Headache is one of the most common problems seen in the primary care office. It is often a chronic complaint, not easily managed, and often an unsatisfying experience for families and providers. You can’t cure headache like an ear infection, it will always come back in some form or another. And while headache is technically a neurological problem, at its heart, headache is a chronic pain problem. It is not as glamorous or interesting as many neurological conditions. Many neurologists are not as interested in headache as they are in other conditions. Patients and families are often challenging and the issues are often multi-factorial, comprehensive and complicated. Chronic pain is a field that takes a certain mindset and approach, not for the faint-hearted. I believe that a multidisciplinary wellness approach to care is best, and our job is to guide the families to adopt that approach. This is time consuming, requiring a lot of counselling and coaching, to achieve good results, and most importantly to prevent disability.

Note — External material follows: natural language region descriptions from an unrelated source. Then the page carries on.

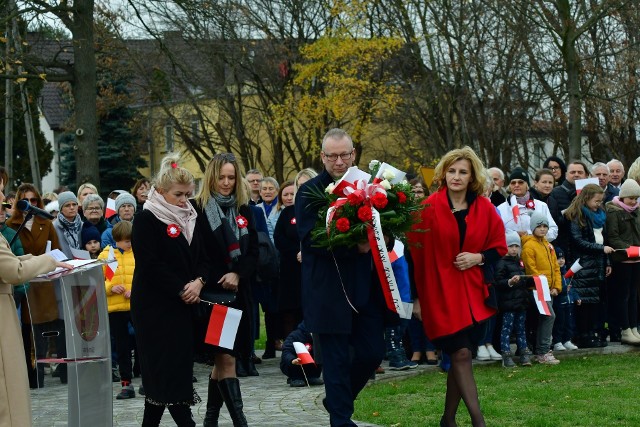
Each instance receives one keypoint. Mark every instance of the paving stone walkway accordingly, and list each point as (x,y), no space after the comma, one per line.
(268,400)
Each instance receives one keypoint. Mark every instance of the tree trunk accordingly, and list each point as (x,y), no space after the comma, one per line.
(84,94)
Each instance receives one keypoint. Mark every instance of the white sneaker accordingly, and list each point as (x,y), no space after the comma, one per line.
(559,347)
(493,353)
(483,353)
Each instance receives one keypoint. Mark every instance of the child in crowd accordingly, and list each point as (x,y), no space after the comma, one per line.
(513,299)
(539,259)
(290,363)
(90,239)
(118,300)
(396,354)
(564,326)
(588,228)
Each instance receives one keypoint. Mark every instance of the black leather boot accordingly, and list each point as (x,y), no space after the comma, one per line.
(230,389)
(250,367)
(214,403)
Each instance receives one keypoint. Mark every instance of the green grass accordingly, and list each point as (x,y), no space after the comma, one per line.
(592,390)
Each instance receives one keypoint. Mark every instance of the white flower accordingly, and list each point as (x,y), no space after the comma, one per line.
(388,174)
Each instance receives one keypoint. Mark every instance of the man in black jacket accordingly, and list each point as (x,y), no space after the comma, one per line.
(563,196)
(342,300)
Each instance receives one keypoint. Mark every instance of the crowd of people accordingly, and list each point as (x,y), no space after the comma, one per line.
(483,241)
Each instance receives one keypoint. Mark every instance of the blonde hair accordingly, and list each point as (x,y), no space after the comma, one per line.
(171,173)
(210,180)
(308,172)
(478,174)
(574,211)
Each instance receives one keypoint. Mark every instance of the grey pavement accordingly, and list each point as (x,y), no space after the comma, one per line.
(268,400)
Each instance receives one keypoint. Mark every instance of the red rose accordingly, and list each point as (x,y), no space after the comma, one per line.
(342,225)
(364,213)
(379,200)
(241,221)
(355,198)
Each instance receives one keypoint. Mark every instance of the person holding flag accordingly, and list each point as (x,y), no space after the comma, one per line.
(171,269)
(587,221)
(231,241)
(623,233)
(540,260)
(454,248)
(297,361)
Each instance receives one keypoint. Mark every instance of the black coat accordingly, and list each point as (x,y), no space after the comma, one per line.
(162,321)
(244,267)
(588,281)
(288,244)
(515,298)
(325,307)
(562,196)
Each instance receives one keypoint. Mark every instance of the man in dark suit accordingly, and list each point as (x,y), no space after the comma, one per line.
(341,296)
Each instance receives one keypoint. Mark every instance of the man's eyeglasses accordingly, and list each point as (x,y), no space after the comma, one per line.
(334,157)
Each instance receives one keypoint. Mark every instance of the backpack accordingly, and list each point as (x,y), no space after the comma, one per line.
(268,267)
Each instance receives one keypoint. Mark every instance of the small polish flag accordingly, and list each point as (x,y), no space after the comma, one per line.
(580,183)
(303,353)
(516,213)
(541,294)
(223,326)
(573,270)
(633,251)
(111,208)
(110,271)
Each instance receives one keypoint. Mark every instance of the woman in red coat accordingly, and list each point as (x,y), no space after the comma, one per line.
(461,236)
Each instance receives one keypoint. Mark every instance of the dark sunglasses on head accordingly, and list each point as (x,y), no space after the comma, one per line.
(228,157)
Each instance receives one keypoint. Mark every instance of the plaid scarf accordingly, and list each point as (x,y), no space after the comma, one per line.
(224,227)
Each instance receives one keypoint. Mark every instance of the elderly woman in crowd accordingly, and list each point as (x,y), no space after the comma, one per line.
(462,238)
(171,270)
(93,208)
(517,210)
(34,237)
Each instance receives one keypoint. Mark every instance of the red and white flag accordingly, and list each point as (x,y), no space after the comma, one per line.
(573,270)
(111,208)
(633,251)
(112,266)
(223,326)
(516,212)
(580,183)
(303,353)
(541,294)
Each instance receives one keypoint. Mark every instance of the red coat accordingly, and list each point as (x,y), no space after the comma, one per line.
(451,299)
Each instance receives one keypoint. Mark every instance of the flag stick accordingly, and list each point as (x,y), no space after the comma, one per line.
(305,376)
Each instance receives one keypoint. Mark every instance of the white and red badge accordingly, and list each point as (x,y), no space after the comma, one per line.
(173,230)
(241,221)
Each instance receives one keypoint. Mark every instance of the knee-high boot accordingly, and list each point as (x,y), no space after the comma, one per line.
(230,389)
(214,403)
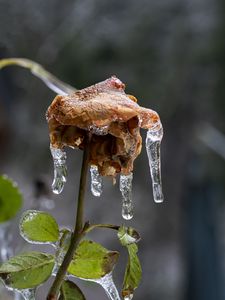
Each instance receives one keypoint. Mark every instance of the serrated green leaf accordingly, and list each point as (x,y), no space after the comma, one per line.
(39,227)
(27,270)
(10,199)
(128,235)
(133,272)
(70,291)
(92,261)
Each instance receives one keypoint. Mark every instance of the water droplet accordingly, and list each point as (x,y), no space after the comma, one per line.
(6,249)
(61,248)
(109,286)
(129,297)
(126,190)
(96,181)
(153,141)
(28,294)
(60,170)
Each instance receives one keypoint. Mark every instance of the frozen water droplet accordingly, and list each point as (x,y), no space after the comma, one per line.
(60,170)
(61,248)
(6,249)
(126,190)
(129,297)
(153,141)
(109,286)
(99,130)
(28,294)
(96,181)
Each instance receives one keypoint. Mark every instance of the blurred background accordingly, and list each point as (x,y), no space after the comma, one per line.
(171,55)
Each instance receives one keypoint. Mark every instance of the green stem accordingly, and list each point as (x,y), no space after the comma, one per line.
(79,229)
(109,226)
(50,80)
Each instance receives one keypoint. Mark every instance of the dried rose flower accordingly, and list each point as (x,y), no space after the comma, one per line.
(114,120)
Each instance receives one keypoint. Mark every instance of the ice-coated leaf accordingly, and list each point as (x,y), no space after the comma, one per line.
(128,235)
(92,261)
(70,291)
(38,227)
(10,199)
(133,272)
(27,270)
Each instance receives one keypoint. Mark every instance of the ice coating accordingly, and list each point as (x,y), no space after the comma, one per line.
(5,241)
(153,141)
(109,286)
(126,190)
(28,294)
(60,170)
(96,181)
(129,297)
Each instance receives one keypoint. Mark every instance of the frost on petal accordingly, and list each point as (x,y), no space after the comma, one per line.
(112,117)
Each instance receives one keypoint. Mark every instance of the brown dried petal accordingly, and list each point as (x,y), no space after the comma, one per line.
(114,119)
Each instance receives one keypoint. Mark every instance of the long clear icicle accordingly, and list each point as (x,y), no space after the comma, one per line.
(153,141)
(60,170)
(96,181)
(109,286)
(126,190)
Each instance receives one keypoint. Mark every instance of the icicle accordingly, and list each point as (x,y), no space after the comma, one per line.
(60,170)
(28,294)
(126,190)
(153,141)
(129,297)
(96,181)
(109,286)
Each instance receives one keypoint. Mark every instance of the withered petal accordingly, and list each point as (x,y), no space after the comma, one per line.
(114,119)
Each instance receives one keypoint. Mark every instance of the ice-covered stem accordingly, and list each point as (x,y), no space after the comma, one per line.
(56,85)
(79,229)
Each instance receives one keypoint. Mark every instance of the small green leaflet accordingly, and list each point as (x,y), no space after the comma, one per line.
(10,199)
(133,272)
(70,291)
(39,227)
(128,238)
(27,270)
(92,261)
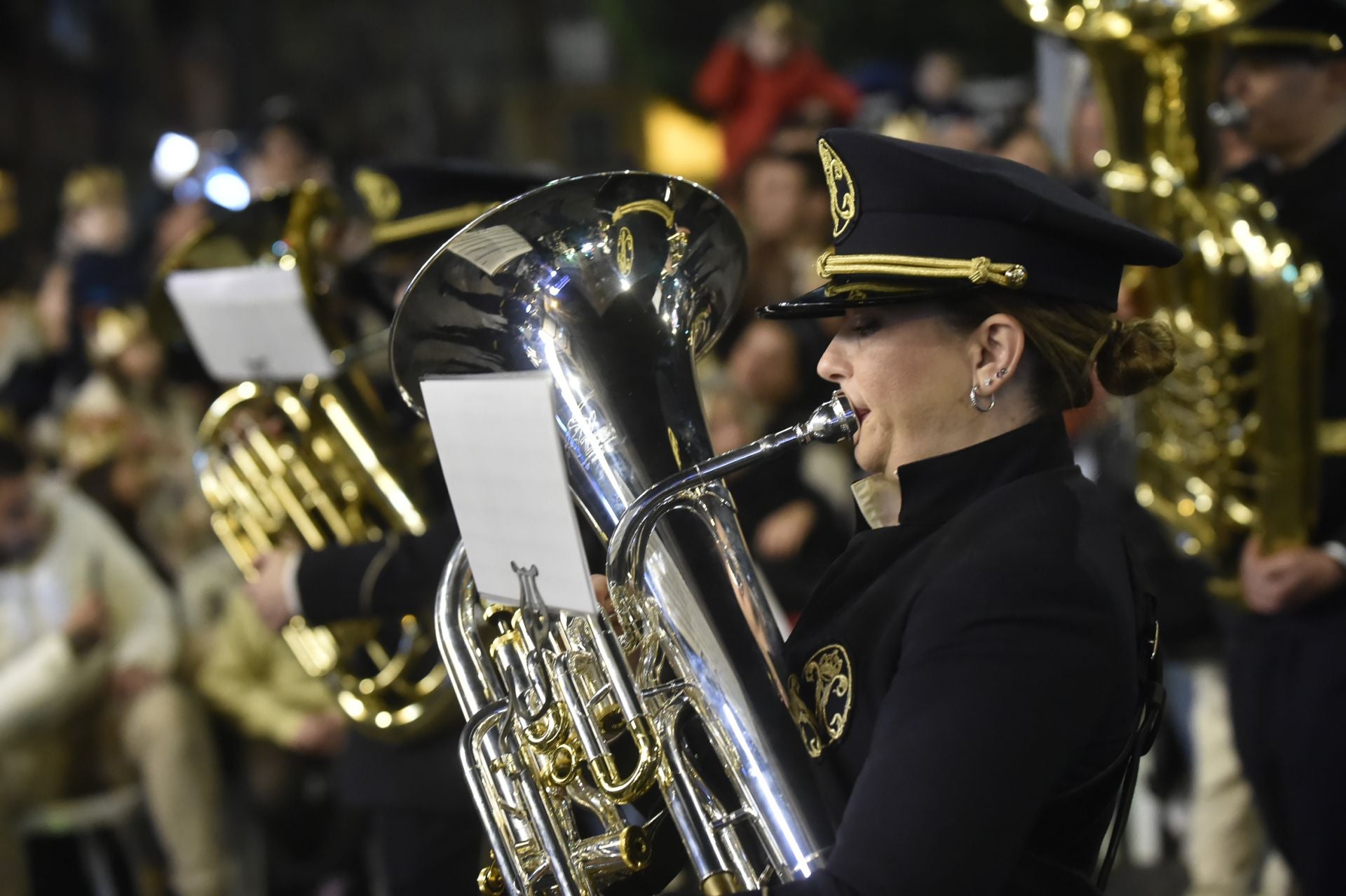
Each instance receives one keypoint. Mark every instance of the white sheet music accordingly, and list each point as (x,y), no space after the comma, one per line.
(501,451)
(250,323)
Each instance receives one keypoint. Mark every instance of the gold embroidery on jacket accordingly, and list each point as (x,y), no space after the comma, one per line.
(829,673)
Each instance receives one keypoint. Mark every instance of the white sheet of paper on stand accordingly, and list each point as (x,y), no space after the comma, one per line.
(250,323)
(501,452)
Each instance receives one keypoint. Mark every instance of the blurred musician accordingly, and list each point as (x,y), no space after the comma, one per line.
(426,827)
(88,650)
(1287,667)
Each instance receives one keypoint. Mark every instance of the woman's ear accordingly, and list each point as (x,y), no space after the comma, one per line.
(996,348)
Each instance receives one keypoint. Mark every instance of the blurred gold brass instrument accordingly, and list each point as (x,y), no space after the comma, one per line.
(587,731)
(302,463)
(1229,443)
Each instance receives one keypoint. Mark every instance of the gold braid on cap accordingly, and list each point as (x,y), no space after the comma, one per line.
(979,271)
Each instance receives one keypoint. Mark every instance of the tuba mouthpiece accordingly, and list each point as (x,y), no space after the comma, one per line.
(832,421)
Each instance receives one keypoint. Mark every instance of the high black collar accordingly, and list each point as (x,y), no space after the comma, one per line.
(1274,179)
(937,489)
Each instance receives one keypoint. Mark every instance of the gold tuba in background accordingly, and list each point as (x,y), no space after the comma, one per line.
(1228,444)
(315,463)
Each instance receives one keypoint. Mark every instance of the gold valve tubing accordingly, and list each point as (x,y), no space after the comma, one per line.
(250,522)
(235,547)
(320,502)
(247,464)
(606,774)
(294,508)
(397,499)
(721,884)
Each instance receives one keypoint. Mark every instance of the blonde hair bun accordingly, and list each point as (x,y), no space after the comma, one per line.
(1135,355)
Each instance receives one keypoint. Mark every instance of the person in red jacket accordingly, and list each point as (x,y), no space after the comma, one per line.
(759,76)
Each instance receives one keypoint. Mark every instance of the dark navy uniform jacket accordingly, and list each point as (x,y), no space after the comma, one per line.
(967,680)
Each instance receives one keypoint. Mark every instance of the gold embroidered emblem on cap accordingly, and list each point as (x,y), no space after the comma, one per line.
(845,202)
(979,269)
(824,723)
(380,194)
(625,250)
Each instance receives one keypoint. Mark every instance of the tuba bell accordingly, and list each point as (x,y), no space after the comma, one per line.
(313,463)
(1228,444)
(586,732)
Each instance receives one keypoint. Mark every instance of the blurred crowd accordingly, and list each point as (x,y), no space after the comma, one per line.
(131,660)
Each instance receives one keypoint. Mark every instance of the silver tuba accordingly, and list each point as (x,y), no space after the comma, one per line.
(578,724)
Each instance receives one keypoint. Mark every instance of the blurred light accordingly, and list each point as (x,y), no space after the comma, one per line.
(226,187)
(679,143)
(174,159)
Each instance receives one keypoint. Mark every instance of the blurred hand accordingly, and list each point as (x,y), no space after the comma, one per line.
(1275,583)
(268,591)
(320,735)
(88,625)
(782,534)
(127,684)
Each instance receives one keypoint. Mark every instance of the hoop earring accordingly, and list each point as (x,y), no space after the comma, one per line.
(974,396)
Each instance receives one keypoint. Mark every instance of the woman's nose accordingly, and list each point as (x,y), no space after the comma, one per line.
(832,366)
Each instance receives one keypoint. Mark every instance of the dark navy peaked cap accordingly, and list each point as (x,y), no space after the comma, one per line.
(913,221)
(1294,29)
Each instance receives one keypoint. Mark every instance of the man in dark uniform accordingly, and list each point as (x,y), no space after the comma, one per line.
(1287,658)
(426,827)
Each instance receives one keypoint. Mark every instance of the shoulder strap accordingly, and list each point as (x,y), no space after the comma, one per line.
(1147,713)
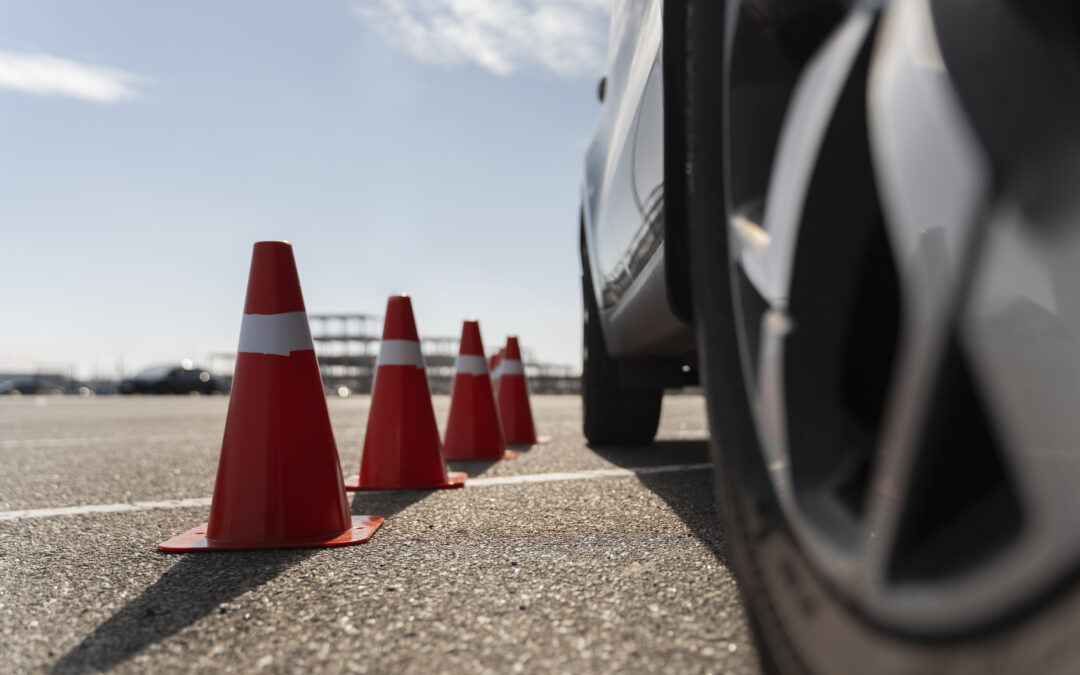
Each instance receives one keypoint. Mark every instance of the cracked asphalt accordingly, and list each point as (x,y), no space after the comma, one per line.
(601,574)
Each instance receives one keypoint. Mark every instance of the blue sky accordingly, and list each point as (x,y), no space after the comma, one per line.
(424,146)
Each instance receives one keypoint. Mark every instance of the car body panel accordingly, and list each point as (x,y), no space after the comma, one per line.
(622,196)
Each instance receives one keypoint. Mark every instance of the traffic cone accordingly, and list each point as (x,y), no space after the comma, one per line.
(279,480)
(402,449)
(473,429)
(514,409)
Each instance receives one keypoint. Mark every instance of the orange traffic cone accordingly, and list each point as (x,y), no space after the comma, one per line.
(514,409)
(279,480)
(473,430)
(402,449)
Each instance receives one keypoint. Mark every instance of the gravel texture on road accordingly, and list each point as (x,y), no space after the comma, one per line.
(603,574)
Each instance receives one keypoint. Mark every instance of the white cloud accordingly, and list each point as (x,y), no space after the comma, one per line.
(566,37)
(44,75)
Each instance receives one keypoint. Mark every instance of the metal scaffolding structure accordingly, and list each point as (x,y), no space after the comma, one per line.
(347,346)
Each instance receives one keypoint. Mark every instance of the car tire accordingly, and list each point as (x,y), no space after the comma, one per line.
(612,414)
(802,621)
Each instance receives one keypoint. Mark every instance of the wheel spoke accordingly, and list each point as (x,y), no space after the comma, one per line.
(933,185)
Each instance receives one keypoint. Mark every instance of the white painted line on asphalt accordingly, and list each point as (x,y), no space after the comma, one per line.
(135,505)
(481,482)
(582,475)
(32,443)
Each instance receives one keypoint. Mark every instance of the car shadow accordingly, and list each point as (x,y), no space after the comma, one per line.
(199,584)
(689,494)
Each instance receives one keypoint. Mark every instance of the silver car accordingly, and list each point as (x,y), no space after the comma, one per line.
(854,224)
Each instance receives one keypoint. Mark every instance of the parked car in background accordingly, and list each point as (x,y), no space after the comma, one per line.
(858,223)
(30,386)
(172,379)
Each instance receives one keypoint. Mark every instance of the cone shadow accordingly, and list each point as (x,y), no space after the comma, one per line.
(386,503)
(688,494)
(472,467)
(197,585)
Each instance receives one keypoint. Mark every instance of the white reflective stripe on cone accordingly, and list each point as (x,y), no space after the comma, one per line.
(468,364)
(400,353)
(274,334)
(511,367)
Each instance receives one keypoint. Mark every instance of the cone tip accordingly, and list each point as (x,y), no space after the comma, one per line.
(513,351)
(399,323)
(272,284)
(471,343)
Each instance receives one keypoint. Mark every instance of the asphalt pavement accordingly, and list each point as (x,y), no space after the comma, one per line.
(564,559)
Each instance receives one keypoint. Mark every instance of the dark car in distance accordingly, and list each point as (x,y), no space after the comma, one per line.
(172,379)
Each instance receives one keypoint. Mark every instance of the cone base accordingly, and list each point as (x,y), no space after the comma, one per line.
(454,478)
(194,540)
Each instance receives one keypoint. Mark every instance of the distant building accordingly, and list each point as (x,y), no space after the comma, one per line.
(348,345)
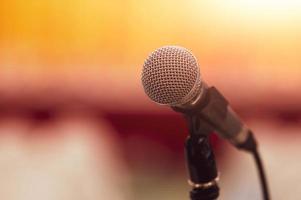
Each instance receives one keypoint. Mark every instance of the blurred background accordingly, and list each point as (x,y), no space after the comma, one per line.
(76,124)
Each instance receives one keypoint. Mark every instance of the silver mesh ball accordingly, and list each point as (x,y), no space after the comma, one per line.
(170,76)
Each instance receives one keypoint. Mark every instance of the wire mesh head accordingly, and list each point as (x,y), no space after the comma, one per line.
(170,76)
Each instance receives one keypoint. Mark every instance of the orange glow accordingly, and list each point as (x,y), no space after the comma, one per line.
(254,41)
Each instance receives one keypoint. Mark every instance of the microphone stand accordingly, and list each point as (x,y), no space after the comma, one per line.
(200,161)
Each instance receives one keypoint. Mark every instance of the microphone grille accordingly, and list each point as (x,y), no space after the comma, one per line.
(170,76)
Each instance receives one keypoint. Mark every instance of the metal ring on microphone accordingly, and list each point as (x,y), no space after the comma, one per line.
(204,185)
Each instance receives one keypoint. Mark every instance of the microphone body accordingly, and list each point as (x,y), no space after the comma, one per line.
(213,114)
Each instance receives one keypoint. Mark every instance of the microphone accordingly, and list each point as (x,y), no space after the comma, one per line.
(171,76)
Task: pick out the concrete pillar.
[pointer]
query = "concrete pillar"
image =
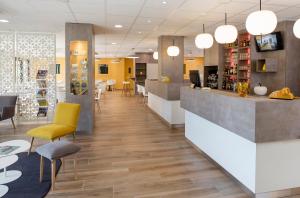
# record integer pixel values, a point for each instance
(82, 32)
(167, 65)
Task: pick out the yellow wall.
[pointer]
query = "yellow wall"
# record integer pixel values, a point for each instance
(116, 71)
(61, 77)
(196, 64)
(129, 63)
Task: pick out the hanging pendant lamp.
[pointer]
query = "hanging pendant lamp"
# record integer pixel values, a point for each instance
(204, 40)
(226, 33)
(173, 50)
(261, 22)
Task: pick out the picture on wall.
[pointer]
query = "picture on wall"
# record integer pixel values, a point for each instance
(41, 74)
(57, 69)
(103, 68)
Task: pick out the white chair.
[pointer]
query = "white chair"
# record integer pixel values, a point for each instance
(102, 86)
(145, 94)
(111, 83)
(97, 99)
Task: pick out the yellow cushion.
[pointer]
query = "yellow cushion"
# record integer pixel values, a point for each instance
(51, 131)
(67, 114)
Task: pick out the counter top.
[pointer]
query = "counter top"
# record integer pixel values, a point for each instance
(258, 119)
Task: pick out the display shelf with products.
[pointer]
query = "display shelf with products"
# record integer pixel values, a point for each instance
(244, 65)
(230, 66)
(41, 92)
(237, 64)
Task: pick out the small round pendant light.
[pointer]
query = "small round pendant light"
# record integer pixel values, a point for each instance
(155, 55)
(296, 29)
(173, 50)
(261, 22)
(226, 33)
(204, 40)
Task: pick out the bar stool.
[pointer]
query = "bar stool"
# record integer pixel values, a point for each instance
(54, 151)
(126, 88)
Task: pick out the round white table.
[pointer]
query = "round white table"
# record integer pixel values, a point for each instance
(9, 159)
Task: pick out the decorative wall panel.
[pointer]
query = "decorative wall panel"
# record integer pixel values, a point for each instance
(33, 71)
(7, 63)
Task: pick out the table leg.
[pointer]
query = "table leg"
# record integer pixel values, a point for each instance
(3, 190)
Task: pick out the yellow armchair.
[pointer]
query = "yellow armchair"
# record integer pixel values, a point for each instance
(64, 123)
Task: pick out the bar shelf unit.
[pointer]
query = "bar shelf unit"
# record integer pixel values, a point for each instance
(237, 63)
(230, 66)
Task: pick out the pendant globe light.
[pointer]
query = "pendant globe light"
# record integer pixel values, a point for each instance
(296, 29)
(173, 50)
(155, 55)
(261, 22)
(204, 40)
(226, 33)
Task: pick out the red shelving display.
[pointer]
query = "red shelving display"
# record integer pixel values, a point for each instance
(237, 64)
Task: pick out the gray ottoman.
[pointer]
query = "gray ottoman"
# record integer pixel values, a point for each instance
(53, 151)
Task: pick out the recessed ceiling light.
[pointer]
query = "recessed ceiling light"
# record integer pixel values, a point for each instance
(4, 21)
(118, 26)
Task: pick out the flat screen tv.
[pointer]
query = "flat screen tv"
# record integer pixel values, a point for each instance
(269, 42)
(103, 69)
(195, 78)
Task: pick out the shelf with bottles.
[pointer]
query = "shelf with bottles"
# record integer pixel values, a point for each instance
(234, 45)
(229, 85)
(244, 40)
(79, 67)
(41, 92)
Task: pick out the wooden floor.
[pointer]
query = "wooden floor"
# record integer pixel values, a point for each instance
(132, 153)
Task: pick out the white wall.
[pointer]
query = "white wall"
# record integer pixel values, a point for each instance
(152, 71)
(169, 110)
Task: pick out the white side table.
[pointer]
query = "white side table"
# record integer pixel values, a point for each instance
(7, 160)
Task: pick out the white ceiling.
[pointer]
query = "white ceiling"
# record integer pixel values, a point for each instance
(143, 20)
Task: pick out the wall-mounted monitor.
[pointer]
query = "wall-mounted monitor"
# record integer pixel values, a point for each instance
(269, 42)
(195, 78)
(103, 69)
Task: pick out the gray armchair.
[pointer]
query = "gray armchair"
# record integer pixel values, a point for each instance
(7, 108)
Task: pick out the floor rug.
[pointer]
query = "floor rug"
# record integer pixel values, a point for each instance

Fortunately, for those of us who work in the headache field, there are many wonderful patients and families, more than happy to work as a team to achieve good results. You can have your chronic migraine patient with several comorbidities including inadequately treated psychiatric issues and significant disability as your first patient of the day. Then you can have a patient with episodic migraine or menstrual migraine, with many family members with migraine, has learned their triggers, has a rescue plan, and is doing well overall. It’s really a mixed bag in the headache world, which makes it a bit different than the usual chronic pain patients, especially in pediatrics. It is also more enjoyable.
I think the most important thing is being able to accurately make the diagnosis, identify appropriate treatment, and obtain buy-in from the patients and families to accept the multidisciplinary approach to care. Since I work in a tertiary care outpatient clinic setting, our patients have already been evaluated, tried some medications or treatments, and have not had success. Patients may have had inadequate medication trials, been given incorrect diagnoses and treatments, and establishing trust is difficult. In these days, instant gratification is desired, and this is just NOT a hallmark of headache care. Daily medications can take a month to see effectiveness (or not). Lifestyle changes take time. Learning cognitive behavioral skills take a while to become effective. Establishing a healthy headache lifestyle along with adequate treatment options is a marathon, not a sprint. There’s a lot of trial and error. Without the families’ trust, this journey is made even more difficult.
For the community provider, having some good baseline knowledge of headache, is a great starting point. In the next posts, I will review the primary headache in pediatrics. Learning to recognize the specific headaches and common treatments, both preventive and rescue, is the bread and butter of headache medicine.